Hey everyone! For my Houdini themed haunt this year, I thought it'd be cool to have some of the music from the period playing as part of the soundtrack. Would anyone be up for recording something like that for me? I can't play piano, so that option's out, otherwise, I'd do it myself.... If anyone is able to, or know someone who can do it for free, that'd be awesome! Thanks everyone!
Best,
Scotty


----------



## DarkhavenManor (Sep 27, 2014)

Scotty, I don't know of anyone that could do that, but whenever I'm in need of music for a haunt I've always found it best to look into other haunts. Watch videos of construction and walkthroughs of other haunts, Knotts Scary Farm usually has some good ones to go off of, and then once you find the type of music you're looking for, you can usually dig and find where they found it. Often it's located in the comments section of the video, or if they're using a Midnight Syndicate track, it'll be listed on the Midnight Syndicate website. Knotts even has a website where all the songs they've ever used in their haunts are listed haunt by haunt. I know Knotts is currently doing a haunt based off of Houdini, but I don't recall the music they used inside. I'll get you a link to it so you can see if there's anything useful in there. Good luck with the search! https://www.youtube.com/watch?v=68NwKuLuCVo

DHM


----------



## TheDarkRideBoy (Dec 30, 2014)

DarkhavenManor said:


> Scotty, I don't know of anyone that could do that, but whenever I'm in need of music for a haunt I've always found it best to look into other haunts. Watch videos of construction and walkthroughs of other haunts, Knotts Scary Farm usually has some good ones to go off of, and then once you find the type of music you're looking for, you can usually dig and find where they found it. Often it's located in the comments section of the video, or if they're using a Midnight Syndicate track, it'll be listed on the Midnight Syndicate website.
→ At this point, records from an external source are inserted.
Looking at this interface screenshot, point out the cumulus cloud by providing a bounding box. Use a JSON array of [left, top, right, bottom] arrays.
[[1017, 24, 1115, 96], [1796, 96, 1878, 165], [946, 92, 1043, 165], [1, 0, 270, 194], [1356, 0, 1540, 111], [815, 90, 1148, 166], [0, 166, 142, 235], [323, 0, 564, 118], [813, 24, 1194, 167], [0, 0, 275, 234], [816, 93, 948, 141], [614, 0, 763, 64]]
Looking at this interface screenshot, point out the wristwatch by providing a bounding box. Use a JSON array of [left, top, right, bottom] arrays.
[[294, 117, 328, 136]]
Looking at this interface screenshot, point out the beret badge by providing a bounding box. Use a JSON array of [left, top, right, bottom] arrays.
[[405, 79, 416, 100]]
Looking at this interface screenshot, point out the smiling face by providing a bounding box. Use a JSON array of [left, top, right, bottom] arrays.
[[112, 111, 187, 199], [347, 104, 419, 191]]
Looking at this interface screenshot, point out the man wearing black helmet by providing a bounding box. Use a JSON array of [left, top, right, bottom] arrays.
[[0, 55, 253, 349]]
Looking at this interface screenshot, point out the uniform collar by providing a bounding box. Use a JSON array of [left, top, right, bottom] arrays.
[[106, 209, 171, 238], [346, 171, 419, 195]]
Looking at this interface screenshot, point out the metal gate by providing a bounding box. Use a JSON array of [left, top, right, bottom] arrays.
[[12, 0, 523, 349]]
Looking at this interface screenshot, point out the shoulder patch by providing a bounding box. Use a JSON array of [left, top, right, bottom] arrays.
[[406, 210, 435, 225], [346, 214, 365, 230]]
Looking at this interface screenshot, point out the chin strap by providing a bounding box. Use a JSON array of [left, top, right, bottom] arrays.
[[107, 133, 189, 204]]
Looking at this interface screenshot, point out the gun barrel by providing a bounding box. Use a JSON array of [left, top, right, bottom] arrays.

Knotts even has a website where all the songs they've ever used in their haunts are listed haunt by haunt. I know Knotts is currently doing a haunt based off of Houdini, but I don't recall the music they used inside. I'll get you a link to it so you can see if there's anything useful in there. Good luck with the search! https://www.youtube.com/watch?v=68NwKuLuCVo
> 
> DHM


DHM,
I was actually looking for someone to perform the accompaniment to a piece that I found on the internet that Houdini was a fan of. It's called "Rosie, Sweet Rosabel'. Houdini would sing it whenever he and his wife you'd get into a fight.
Anyway, I sincerely appreciate your information. I hadn't thought that Knott's was doing that theme as well. Thanks again of the information!
Best,
Scotty


----------



## zacharybinx (Apr 28, 2009)

Hi Scotty,

I have it and can send the file via email. PM me as to where you want me to send it.
-Z


----------